Cross-Channel-Marketing und Kundenbindung: Alles auf einmal
Was heißt auf allen Kanälen? Neben der eigenen Homepage gehören da die hiesigen Standard-Social-Media-Kanäle dazu – Facebook, Twitter, Instagram und YouTube. Warum sind diese Kanäle relevant? So viel steht fest: nicht nur wegen den hohen Nutzerzahlen. Laut dem E-Commerce-Magazin geben 62 Prozent der Millenials, also die sogenannte Generation Y, die mit den verschiedenen Entwicklungen des Internets aufgewachsen, an, dass sie loyal gegenüber den Marken sind, die über Social Media auch mit ihnen interagieren.
Auch wenn die verschiedenen Kanäle nun einen anderen Tool-technischen Schwerpunkt haben, eine Konstante aus der Web 2.0-Ära bleibt dennoch bestehen: die direkte Live-Kommunikation mit Kunden führt dazu, dass diese Netzwerke nicht nur als Werbeplattformen dienen, sondern ein Tool, um die Kunden langfristig an das Unternehmen zu binden.

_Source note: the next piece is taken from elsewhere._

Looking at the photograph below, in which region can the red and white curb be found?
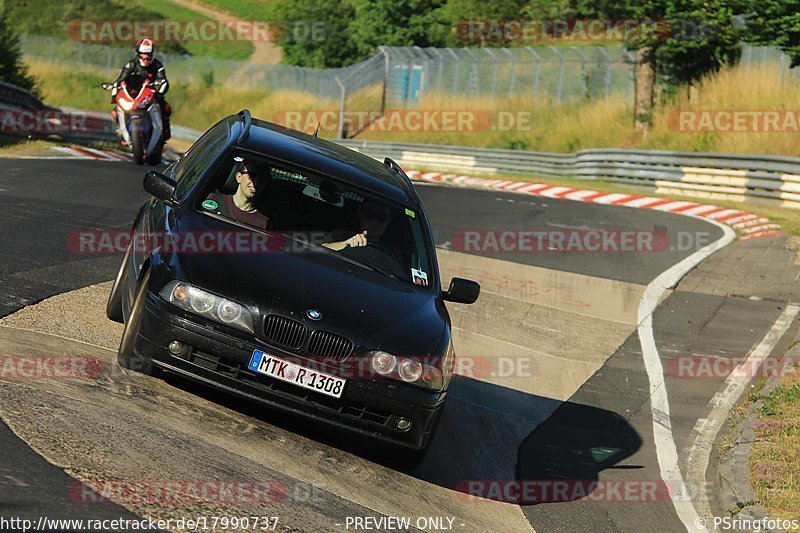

Hier entscheiden – auf das Wesentliche heruntergebrochen – zwei Dinge: der multimediale Content und die Anschlusskommunikation. Die entscheidende Variable ist dabei die Interaktion mit Menschen und die Dialogkompetenz des Unternehmens.
Wenn der User, also der Konsument aktiver wird, muss das Unternehmen auch aktiver werden – ganz besonders im Web 4.0 mit all seinen Potenzialen.
Dabei darf und muss klar sein, dass zuvor eine konsistente Social Media Strategie festgelegt wird. Widersprüche sind zu meiden. Das Design, der Content – alles muss einer gemeinsamen Corporate Identity entsprechen. Das beinhaltet auch eine stringente Erzählstruktur, wenn via Posts, Videos oder Fotos der Kontakt zu den Kunden gesucht wird.
Fazit
Die Möglichkeiten im Web 4.0 sind für die Kundenbindung immens. Eng verbunden damit sind das spezifische Know How und die entsprechenden Investitionen des Unternehmens. Am wichtigsten ist es aber, ständig am Ball zu bleiben, und den Trends zu folgen. Man darf gespannt sein, was das zukünftige Web 5.0 bringen wird. Das es kommen wird, steht außer Frage.